How have state inhaler price‑cap laws affected out‑of‑pocket costs compared with manufacturer assistance programs?
Executive summary
State inhaler price‑cap laws and manufacturer assistance programs both lower what patients pay at the pharmacy, but they do so in different ways with different reach: state laws cap cost‑sharing across insurers and—where in force—apply broadly to inhaler products for residents, while manufacturer programs are voluntary, product‑specific, and often limited to commercially insured or uninsured patients; analyses suggest manufacturer caps would have reduced out‑of‑pocket spending for a minority of commercially insured users but state caps promise wider and more consistent relief [1] [2] [3].
1. How each approach works and who it covers
State laws require insurers to limit patient cost‑sharing for a 30‑day supply to a fixed dollar amount (examples: $25 in Illinois, Minnesota, Massachusetts; $35 in Washington; $50 in New Jersey), and those laws bind in‑state insurance policies once effective, with Illinois’ inhaler cap tied to a January 2026 effective date for one recent bill [1] [4] [2]. By contrast, major manufacturers (AstraZeneca, Boehringer Ingelheim, GSK) announced voluntary monthly out‑of‑pocket caps—commonly $35—on their own branded inhaler portfolios for eligible commercially insured and uninsured patients; these are company commitments rather than legal mandates and typically apply only to products made by the participating firms [5] [6] [7].
2. Measured impact on patient out‑of‑pocket spending
A Peterson‑KFF analysis modeling 2023 claims data found that manufacturer savings programs would have reduced costs for about 8% of employer‑market enrollees who use inhalers, yielding an average $40 savings per qualifying 30‑day inhaler and an estimated $170 average annual savings for those on capped inhalers (and $13 per inhaler user across the whole sample) — underscoring that manufacturer caps help some patients substantially but not most users in the employer market [1]. State caps, because they apply to cost‑sharing across insurers and a broader list of products, are presented by advocacy groups as more uniformly applicable to residents and not limited to a single company’s portfolio [2] [3].

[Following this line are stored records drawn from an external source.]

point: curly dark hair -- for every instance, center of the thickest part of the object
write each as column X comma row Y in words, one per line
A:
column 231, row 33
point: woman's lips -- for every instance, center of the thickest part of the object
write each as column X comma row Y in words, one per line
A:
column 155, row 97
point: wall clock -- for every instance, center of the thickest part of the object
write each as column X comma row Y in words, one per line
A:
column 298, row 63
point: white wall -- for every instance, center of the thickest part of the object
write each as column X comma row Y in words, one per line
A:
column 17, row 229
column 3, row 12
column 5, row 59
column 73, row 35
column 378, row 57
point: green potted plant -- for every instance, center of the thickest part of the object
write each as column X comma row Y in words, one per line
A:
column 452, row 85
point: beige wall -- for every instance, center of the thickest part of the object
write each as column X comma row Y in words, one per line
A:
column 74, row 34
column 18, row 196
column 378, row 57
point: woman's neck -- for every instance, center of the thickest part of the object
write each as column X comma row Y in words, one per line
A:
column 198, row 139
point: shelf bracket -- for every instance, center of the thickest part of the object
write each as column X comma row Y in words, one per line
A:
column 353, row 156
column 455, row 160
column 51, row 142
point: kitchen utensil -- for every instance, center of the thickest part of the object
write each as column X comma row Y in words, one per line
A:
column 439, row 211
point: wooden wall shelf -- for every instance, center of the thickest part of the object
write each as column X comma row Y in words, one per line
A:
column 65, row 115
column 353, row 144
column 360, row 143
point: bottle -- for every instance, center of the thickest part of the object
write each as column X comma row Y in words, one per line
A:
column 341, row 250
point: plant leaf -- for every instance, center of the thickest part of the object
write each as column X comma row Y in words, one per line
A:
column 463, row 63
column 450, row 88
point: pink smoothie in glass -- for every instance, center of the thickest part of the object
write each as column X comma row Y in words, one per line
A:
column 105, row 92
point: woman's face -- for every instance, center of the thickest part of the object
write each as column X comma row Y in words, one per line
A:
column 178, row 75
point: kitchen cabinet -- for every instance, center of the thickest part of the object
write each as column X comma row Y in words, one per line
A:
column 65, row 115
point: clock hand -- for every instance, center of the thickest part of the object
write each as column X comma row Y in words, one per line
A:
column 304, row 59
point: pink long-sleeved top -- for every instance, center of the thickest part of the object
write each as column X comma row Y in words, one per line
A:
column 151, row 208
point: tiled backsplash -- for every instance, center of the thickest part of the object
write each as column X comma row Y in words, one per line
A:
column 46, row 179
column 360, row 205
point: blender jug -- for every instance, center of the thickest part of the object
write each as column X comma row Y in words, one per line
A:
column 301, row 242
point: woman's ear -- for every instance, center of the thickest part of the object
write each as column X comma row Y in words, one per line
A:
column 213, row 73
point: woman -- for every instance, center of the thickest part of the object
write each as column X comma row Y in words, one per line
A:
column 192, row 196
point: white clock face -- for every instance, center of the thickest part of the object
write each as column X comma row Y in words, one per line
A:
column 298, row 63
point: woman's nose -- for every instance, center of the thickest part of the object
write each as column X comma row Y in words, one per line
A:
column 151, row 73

3. Gaps, exclusions, and practical barriers
Manufacturer caps often exclude people with government‑sponsored coverage or come with eligibility rules (some programs exclude Medicare/Medicaid beneficiaries), and PBM or pharmacy fees can blunt the benefit at the register—problems manufacturers themselves acknowledge [5] [8]. State laws can also leave gaps (they apply only to residents of the state and to the insurers subject to state rules) and depend on definitions of covered products and enforcement; some reporting flags that state caps may cover a broader range of products than voluntary programs but cannot help out‑of‑state purchasers [3] [1].

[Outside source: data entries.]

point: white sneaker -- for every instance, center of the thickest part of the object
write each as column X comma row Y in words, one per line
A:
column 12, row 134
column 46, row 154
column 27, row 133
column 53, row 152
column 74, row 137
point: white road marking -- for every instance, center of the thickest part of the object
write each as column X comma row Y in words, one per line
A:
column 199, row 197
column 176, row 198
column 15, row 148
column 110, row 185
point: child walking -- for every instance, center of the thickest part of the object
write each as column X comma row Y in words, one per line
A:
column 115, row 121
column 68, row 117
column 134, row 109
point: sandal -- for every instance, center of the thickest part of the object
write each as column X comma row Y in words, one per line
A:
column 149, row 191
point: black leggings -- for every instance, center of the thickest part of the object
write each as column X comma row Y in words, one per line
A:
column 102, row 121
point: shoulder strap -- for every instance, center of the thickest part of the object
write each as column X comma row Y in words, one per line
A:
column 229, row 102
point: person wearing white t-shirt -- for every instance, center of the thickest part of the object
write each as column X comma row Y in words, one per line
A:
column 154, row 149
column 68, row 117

4. Systemic effects and unintended consequences
Researchers warn of downstream market effects: changes in demand tied to price interventions can strain supply or alter formulary decisions, sometimes raising costs elsewhere or creating shortages if insurers and providers shift prescribing patterns; a recent analysis documents supply and formulary shifts after market disruptions and cautions about unintended increases in out‑of‑pocket costs despite policy changes [9]. Policymakers and advocates also note that voluntary caps do not address larger drivers of price differences—patents, PBM arrangements, and list prices—which federal investigations and executive actions are attempting to tackle [7] [8].
5. Bottom line and competing agendas
For patients in capped states, state laws promise consistent legal protection against high cost‑sharing and broader product coverage; manufacturer caps can deliver quick relief for eligible patients and publicly signal responsiveness to scrutiny, but they are partial, voluntary, and sometimes exclude government‑insured patients [2] [5] [1]. Advocacy groups press for state and federal rules to lock in affordability for all, while manufacturers emphasize targeted assistance and note limits imposed by intermediaries like PBMs—revealing different institutional incentives at play [6] [8]. Available analyses indicate manufacturer programs would have helped a meaningful but limited share of commercially insured inhaler users, whereas state caps are designed to reach a larger population of residents though they, too, leave structural issues unresolved [1] [3].